Der Junge wollte die Partie unbedingt gewinnen. Nicht, um seinen Gegner zu schlagen, sondern um das Gift, das dieser ausspie, unschädlich zu machen. Deshalb musste er siegen, um jeden Preis. Dieser Gedanke ließ ihn paradoxerweise zur Ruhe kommen, sodass er die Situation auf dem Spielfeld bald im Griff hatte.
Seinem Gegner kam es vor allem auf Abschreckung an, auch wenn er dafür einiges riskierte. Ob seine Züge ästhetisch gelungen waren oder nicht, war ihm einerlei. Sobald der Junge auch nur einen Augenblick zögerte, warf ihm der andere Sand in die Augen, stellte ihm ein Bein oder versuchte, ihm von hinten einen Stoß zu versetzen. Wenn er dann geschickt auswich, spie der andere Gift und Galle. Der Junge ließ sich jedoch nicht in die Falle locken und gab auch nicht klein bei. Ohne auf die aggressive Spielweise seines Gegners einzugehen, setzte er um der Harmonie willen sein Spiel fort. Als würde er einen Kieselstein nach dem anderen in das stille Becken werfen. Das Rauschen der schwarzen Gewänder war deutlicher zu hören als das der weißen.

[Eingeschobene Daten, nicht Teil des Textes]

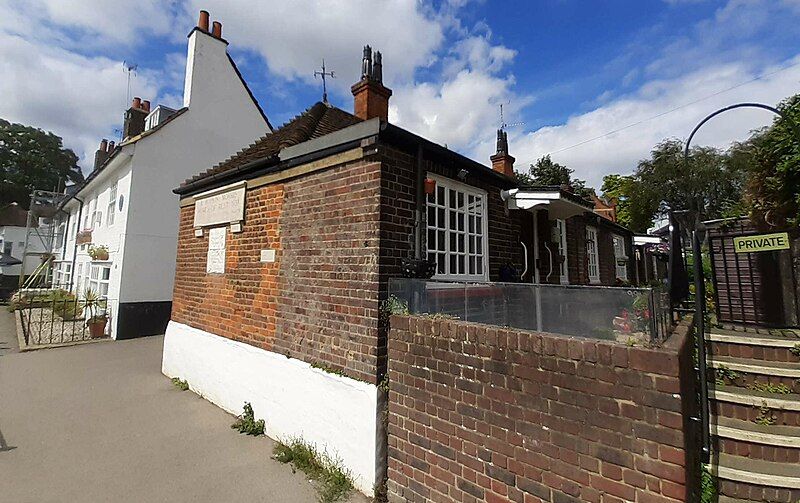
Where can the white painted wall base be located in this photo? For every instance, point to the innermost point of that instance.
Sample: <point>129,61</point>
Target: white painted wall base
<point>337,414</point>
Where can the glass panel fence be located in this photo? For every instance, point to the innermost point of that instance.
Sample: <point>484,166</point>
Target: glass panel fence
<point>613,313</point>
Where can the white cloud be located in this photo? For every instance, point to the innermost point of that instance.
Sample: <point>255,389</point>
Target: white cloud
<point>293,37</point>
<point>620,151</point>
<point>77,97</point>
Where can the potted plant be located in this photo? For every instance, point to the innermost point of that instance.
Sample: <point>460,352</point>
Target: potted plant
<point>96,317</point>
<point>98,252</point>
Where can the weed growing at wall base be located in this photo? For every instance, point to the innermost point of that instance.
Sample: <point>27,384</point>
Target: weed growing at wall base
<point>246,423</point>
<point>332,481</point>
<point>180,383</point>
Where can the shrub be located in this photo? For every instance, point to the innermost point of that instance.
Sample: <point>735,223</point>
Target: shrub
<point>333,482</point>
<point>246,423</point>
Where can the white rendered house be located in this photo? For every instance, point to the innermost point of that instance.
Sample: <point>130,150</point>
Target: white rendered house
<point>127,206</point>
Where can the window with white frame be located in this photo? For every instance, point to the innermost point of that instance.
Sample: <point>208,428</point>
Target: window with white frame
<point>457,231</point>
<point>79,278</point>
<point>112,202</point>
<point>215,260</point>
<point>66,274</point>
<point>621,257</point>
<point>592,255</point>
<point>559,238</point>
<point>88,218</point>
<point>99,278</point>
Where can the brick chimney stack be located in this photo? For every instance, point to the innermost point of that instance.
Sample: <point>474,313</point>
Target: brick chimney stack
<point>134,118</point>
<point>502,162</point>
<point>371,96</point>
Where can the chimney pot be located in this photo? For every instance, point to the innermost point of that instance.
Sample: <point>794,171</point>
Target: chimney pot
<point>202,23</point>
<point>371,97</point>
<point>502,162</point>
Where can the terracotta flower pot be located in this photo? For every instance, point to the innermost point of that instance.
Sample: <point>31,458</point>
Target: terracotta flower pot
<point>97,329</point>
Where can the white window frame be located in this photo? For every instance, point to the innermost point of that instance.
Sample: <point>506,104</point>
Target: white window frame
<point>112,202</point>
<point>216,256</point>
<point>97,282</point>
<point>620,253</point>
<point>482,231</point>
<point>592,255</point>
<point>560,231</point>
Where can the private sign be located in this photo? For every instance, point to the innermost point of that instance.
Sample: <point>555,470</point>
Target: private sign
<point>762,242</point>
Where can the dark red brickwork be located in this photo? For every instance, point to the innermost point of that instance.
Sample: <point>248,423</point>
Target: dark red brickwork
<point>751,492</point>
<point>319,300</point>
<point>482,413</point>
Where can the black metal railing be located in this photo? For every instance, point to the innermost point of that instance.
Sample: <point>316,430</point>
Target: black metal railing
<point>52,317</point>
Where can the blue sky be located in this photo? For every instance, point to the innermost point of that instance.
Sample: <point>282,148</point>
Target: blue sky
<point>569,70</point>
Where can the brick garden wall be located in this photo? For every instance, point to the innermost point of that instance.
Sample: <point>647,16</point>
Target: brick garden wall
<point>482,413</point>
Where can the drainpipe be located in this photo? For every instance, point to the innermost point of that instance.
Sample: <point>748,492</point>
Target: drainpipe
<point>536,276</point>
<point>75,244</point>
<point>420,174</point>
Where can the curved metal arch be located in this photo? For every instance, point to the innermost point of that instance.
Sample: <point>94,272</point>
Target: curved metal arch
<point>762,106</point>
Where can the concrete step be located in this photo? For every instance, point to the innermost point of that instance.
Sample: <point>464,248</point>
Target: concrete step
<point>750,339</point>
<point>760,367</point>
<point>744,396</point>
<point>755,471</point>
<point>746,431</point>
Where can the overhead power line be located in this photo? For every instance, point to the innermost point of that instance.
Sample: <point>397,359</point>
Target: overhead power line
<point>662,114</point>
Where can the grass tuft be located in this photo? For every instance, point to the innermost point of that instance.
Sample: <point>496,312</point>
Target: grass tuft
<point>180,383</point>
<point>246,423</point>
<point>332,481</point>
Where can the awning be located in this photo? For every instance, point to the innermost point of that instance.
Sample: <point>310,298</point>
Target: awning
<point>558,204</point>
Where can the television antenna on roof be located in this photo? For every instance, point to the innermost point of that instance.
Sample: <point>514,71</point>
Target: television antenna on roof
<point>324,74</point>
<point>503,124</point>
<point>129,67</point>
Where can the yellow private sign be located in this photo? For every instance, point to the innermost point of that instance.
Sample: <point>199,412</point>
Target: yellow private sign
<point>761,242</point>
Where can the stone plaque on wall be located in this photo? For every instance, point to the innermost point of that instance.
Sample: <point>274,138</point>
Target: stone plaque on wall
<point>220,206</point>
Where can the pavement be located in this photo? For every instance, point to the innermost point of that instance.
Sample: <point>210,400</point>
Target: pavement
<point>100,423</point>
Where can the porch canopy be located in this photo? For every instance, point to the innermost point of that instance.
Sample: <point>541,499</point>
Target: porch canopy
<point>559,203</point>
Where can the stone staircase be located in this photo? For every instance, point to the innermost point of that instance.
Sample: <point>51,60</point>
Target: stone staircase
<point>754,393</point>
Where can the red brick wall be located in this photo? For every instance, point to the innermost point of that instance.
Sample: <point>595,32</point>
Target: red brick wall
<point>319,300</point>
<point>482,413</point>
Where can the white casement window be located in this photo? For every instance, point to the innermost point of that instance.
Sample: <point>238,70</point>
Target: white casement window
<point>621,257</point>
<point>112,202</point>
<point>99,277</point>
<point>89,216</point>
<point>457,231</point>
<point>79,278</point>
<point>66,274</point>
<point>215,260</point>
<point>592,255</point>
<point>559,238</point>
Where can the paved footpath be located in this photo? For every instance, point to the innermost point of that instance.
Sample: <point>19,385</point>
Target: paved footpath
<point>100,423</point>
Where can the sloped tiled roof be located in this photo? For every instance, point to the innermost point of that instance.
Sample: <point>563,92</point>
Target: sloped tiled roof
<point>319,120</point>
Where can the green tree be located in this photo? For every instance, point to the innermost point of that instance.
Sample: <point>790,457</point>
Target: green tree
<point>546,172</point>
<point>33,159</point>
<point>636,205</point>
<point>772,160</point>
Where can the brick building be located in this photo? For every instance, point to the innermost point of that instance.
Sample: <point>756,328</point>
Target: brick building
<point>285,251</point>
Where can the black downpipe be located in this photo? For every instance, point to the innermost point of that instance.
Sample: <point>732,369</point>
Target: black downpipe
<point>700,334</point>
<point>420,203</point>
<point>75,247</point>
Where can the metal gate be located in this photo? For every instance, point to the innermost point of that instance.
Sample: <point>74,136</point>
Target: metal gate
<point>751,288</point>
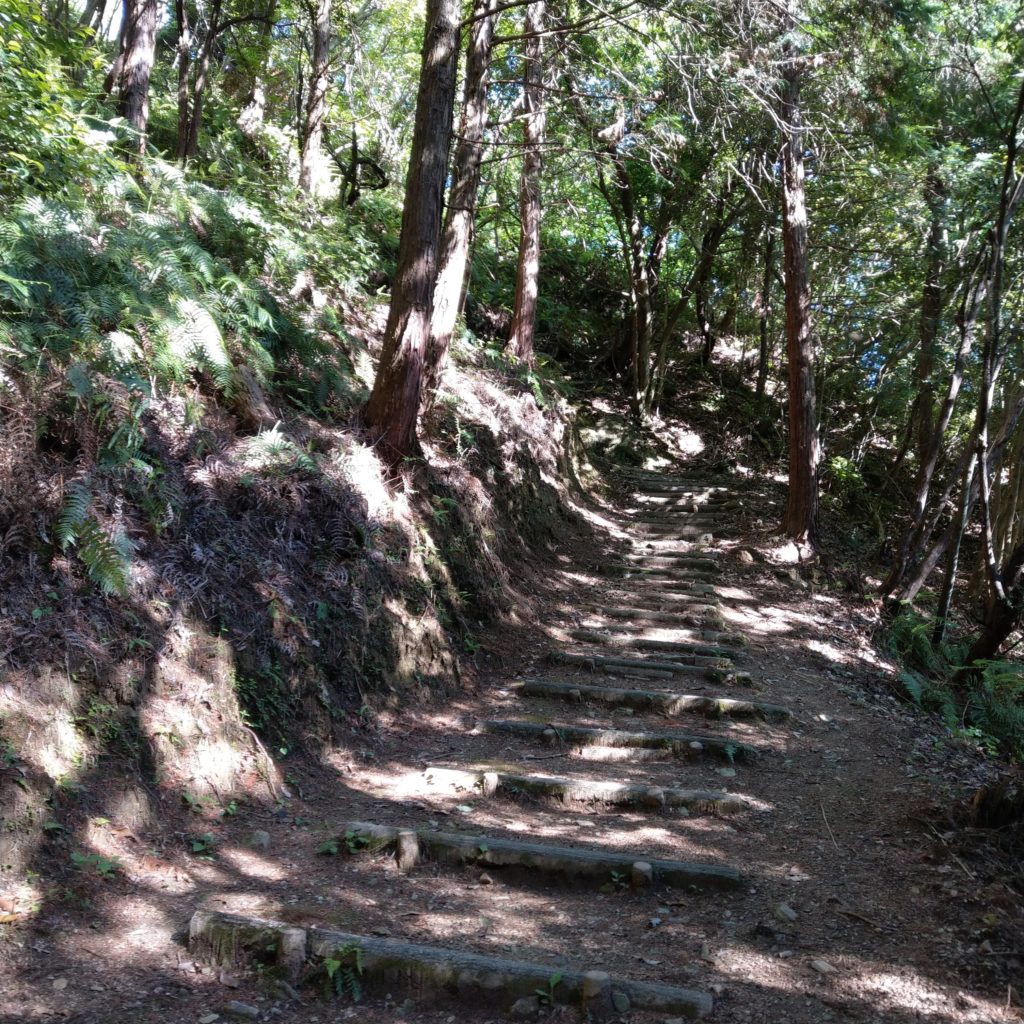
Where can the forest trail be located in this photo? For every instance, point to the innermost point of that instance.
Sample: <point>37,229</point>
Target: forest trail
<point>687,793</point>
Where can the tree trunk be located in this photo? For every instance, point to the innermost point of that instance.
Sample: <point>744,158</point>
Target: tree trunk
<point>461,213</point>
<point>310,166</point>
<point>764,313</point>
<point>139,51</point>
<point>394,402</point>
<point>184,68</point>
<point>931,311</point>
<point>800,517</point>
<point>524,309</point>
<point>1004,615</point>
<point>251,116</point>
<point>113,79</point>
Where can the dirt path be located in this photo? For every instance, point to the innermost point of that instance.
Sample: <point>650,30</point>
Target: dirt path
<point>736,817</point>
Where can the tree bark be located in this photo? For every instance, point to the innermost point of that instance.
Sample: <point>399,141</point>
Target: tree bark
<point>931,312</point>
<point>310,166</point>
<point>113,79</point>
<point>527,275</point>
<point>251,116</point>
<point>394,401</point>
<point>139,51</point>
<point>1004,615</point>
<point>800,517</point>
<point>764,313</point>
<point>459,219</point>
<point>184,68</point>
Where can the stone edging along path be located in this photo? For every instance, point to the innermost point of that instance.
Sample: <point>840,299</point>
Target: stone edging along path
<point>656,590</point>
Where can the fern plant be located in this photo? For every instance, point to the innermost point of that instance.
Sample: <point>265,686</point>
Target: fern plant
<point>107,557</point>
<point>343,970</point>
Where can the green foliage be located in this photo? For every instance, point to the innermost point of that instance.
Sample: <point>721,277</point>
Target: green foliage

Dann machte der andere einen überraschenden Zug.
»Turm von f8 schlägt Läufer auf f4.«
Obwohl er eigentlich wissen musste, dass er damit seine eigene Stellung entscheidend schwächte, schnappte er sich den weißen Läufer.
Warum tat er das? War dieser Zug ein weiterer Einschüchterungsversuch? Oder eine Verzweiflungstat angesichts der soliden weißen Festung, die sich vor ihm auftürmte? Es sei denn, der Junge hatte etwas Wesentliches übersehen … in Gedanken spielte er alle Möglichkeiten durch. Behutsam, um die anderen Figuren nicht zu stören, kletterte der weiße Läufer derweil aus dem Becken und verschwand sogleich in der Männerumkleide.
Der Junge fand den Zug einfach nur grotesk. Während der nächsten Züge drehte sich ihm vor Übelkeit fast der Magen um.
»Bauer von h2 nach h4.«
Er legte sich eine neue Strategie zurecht. Voller Zuversicht näherten sich seine behaarten Lippen dem Mikrofon, bis sie es fast berührten. Es war genau der richtige Moment, dem Gegner den Rückweg abzuschneiden und den Bauern von h2 ins Spiel zu bringen.